Anniversary of the 1926 Great Miami Hurricane -

It is impossible to compare this storm to a other storm in Miami's history. Various websites and various government agencies quote different figures as to how many people died. Yet, it is totally impossible to account for every person who was washed out to sea or who perished in this massive, memorable storm. We will go with 373 people but remember that happened at a time when few people lived in Miami in the month of September; just the locals, workmen passing through and people docked in the bay and living on their boats in a shanty town that Miami has not seen since. The Bay was littered with little boats and crafts, schooners shipping wood and building supplies, little speakeasies, houseboats... all docked just offshore.

All in all I believe the total number of bodies found was 373 though we may never know for sure as people who survived jumped on board trains sent down to evacuate survivors with no record, no proof of who went where after the storm. No cell phones, no massive attempt at computerized tracking. People who had come to Miami to find their fortune simply jumped on the trains they sent down to evacuate people back home. The trains came down filled with coffins, they went back with survivors rather than ride back empty. Many a person was never accounted for officially.

The 1926 Hurricane was a Cape Verde storm that slammed into Miami as a strong Cat 4 and when I say "slammed in" I mean it slammed in at "Mainstreet Miami" and it proceeded very slowly across the area. A bigger, wetter storm than Miami has ever really seen. A Floyd sort of storm, crawling it's way across the landscape, dumping floodings rains, high storm surge carrying boats blocks inland and piling up againt broken, half built skyscrapers on Biscayne Blvd and beyond.

What is amazing about the 1926 Hurricane is not so much that so many people died but that so many people lived through such a storm and survived. I know people who sat in 3rd story apartment buildings on South Beach a block from Joe's Stone Crabs and watched the water cover the whole Southern Tip of South Beach and somehow their building stood while the water ran like a river through the first floor hallway corridor.
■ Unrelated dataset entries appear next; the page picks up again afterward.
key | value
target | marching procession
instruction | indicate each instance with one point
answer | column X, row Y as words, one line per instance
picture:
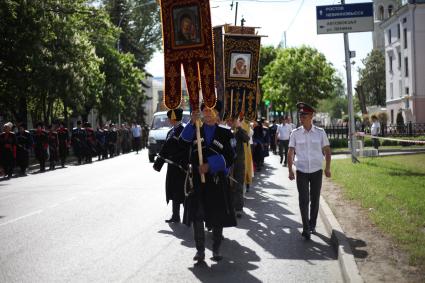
column 21, row 148
column 212, row 190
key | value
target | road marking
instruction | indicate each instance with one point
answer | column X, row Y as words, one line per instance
column 21, row 217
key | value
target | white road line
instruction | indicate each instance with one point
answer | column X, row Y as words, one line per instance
column 21, row 217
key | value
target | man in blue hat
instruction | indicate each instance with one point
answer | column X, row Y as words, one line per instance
column 210, row 202
column 310, row 144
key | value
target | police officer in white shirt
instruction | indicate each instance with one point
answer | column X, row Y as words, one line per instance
column 309, row 144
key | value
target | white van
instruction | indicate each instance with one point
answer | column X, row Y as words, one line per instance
column 158, row 132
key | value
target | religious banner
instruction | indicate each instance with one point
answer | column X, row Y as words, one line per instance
column 187, row 41
column 219, row 63
column 241, row 63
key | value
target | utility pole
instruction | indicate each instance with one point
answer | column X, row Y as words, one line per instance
column 236, row 14
column 351, row 124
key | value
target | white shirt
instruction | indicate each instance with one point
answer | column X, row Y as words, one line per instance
column 308, row 147
column 136, row 131
column 284, row 131
column 374, row 129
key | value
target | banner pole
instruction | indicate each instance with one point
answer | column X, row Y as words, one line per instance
column 198, row 139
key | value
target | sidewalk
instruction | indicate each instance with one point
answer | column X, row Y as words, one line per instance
column 269, row 238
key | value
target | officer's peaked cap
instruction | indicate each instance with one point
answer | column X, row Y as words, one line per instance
column 178, row 114
column 304, row 108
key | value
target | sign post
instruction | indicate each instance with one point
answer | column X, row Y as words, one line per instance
column 345, row 19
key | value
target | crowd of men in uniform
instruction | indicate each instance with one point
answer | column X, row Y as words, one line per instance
column 53, row 144
column 211, row 185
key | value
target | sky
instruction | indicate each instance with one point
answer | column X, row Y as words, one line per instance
column 298, row 19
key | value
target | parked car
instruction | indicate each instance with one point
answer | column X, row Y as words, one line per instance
column 158, row 132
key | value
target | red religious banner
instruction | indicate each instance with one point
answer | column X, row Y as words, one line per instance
column 241, row 64
column 187, row 41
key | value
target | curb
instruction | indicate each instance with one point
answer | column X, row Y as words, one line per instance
column 349, row 269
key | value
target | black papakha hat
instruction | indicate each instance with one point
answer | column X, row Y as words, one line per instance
column 217, row 107
column 305, row 108
column 175, row 114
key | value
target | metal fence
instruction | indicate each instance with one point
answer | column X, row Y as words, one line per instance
column 404, row 130
column 391, row 130
column 337, row 132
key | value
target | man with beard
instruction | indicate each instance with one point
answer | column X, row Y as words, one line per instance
column 210, row 202
column 24, row 143
column 7, row 150
column 63, row 137
column 174, row 183
column 78, row 140
column 41, row 145
column 53, row 147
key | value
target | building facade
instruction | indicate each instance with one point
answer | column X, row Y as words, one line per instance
column 383, row 9
column 404, row 45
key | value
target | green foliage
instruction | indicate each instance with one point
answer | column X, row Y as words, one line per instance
column 338, row 143
column 298, row 74
column 372, row 78
column 391, row 190
column 337, row 103
column 59, row 58
column 140, row 25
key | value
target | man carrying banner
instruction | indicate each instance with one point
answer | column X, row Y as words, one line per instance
column 210, row 202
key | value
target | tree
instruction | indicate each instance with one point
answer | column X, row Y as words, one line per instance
column 141, row 27
column 298, row 74
column 337, row 103
column 372, row 78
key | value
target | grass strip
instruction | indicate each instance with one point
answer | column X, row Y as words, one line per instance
column 392, row 189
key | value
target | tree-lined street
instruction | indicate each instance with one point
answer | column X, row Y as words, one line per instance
column 104, row 222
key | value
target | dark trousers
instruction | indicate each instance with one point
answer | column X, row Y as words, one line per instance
column 176, row 210
column 136, row 144
column 199, row 231
column 376, row 143
column 283, row 149
column 309, row 186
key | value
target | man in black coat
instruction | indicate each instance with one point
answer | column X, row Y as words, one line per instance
column 210, row 202
column 78, row 140
column 41, row 145
column 63, row 136
column 7, row 150
column 24, row 144
column 171, row 150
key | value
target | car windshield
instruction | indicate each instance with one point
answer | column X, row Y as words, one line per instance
column 161, row 121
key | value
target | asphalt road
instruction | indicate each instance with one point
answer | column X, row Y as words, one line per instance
column 104, row 222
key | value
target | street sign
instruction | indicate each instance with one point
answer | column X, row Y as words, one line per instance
column 344, row 18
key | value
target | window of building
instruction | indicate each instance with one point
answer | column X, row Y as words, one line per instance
column 399, row 60
column 398, row 31
column 390, row 10
column 381, row 13
column 405, row 37
column 406, row 66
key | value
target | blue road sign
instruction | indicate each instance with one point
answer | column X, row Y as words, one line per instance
column 344, row 18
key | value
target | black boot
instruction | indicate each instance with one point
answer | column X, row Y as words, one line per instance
column 217, row 237
column 175, row 218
They thought the water was from the rain, flooding rain... imagine if they had understood the dynamics of Storm Surge and had known that it was the ocean filling up the 1st floor of their apartment building and waves battering their building..

I know people who survived the storm in a Model T ford in an Orange Grove far to the west of the City. Many a strong Model T ford saved people out in Coral Gables as they fled their homes to the safety of the Model T as the wind blew through French Doors and ceilings collapsed.

I know people who huddled together in a funeral home near the Miami River that was built just high enough up that it saved the lives of those hiding inside from the rising waters of the Miami River being pushed outside it's banks. Those who tried to cross the bridge and go into Miami to check on their stores when the winds subsided at daybreak never returned, mostly swept away with the backside of the storm. A sort of sneaky eye that arrived just at daybreak seeming to make many believed they had lived safely through the long, dark, night of the storm .. only to have it slap back at them faster a half an hour later.

What a storm. Pictures of the storm and it's aftermath are amazing. The recovery and rescue of many documented in pictures and in stories told and corraborated by old timers.

And, still life goes on and no matter how much people write that the storm killed Miami it didn't. The boom ended but life went on and people kept building. UM still opened. There was a Winter Season of 27 though it wasn't as strong as the one of 1925 and really the 1926 Season was a weak one before the storm. Buildings were repaired and fortunes made.. just a little slower and in a town where people were a little wiser about what a Cape Verde Storm is and how Miami lies often in their path.

Florida Power and Light was a hero after the storm, not a much maligned villain as they offered jobs to any lad who was willing to "hop on a truck" to get Miami up and running again. Many families who worked for FPL for generations link that family connection back to the aftermath of the 1926 storm.

And, in the Jewish community of Miami.. some people died and some people lived on the Day of Judgement.. as the storm hit Miami on Yom Kippur... the day when the book of life is closed and finished and it is transcribed who would live and who would die in 1926...

Judgement Day Storm.. what a storm... 1926!

1 Comments:

At 10:16 AM, Blogger Storm Chasing Mikey said...

Great write up on 1926. Still watching Helene here, very pretty on visible today. Hoping one of the troughs pick her up this week, but getting nervous about the models and forecasters having second thoughts on it...We don't need a storm like that here in the Mid-Atlantic. Ashame what has gone down on the HCity board with DM, not the fun place it used to be.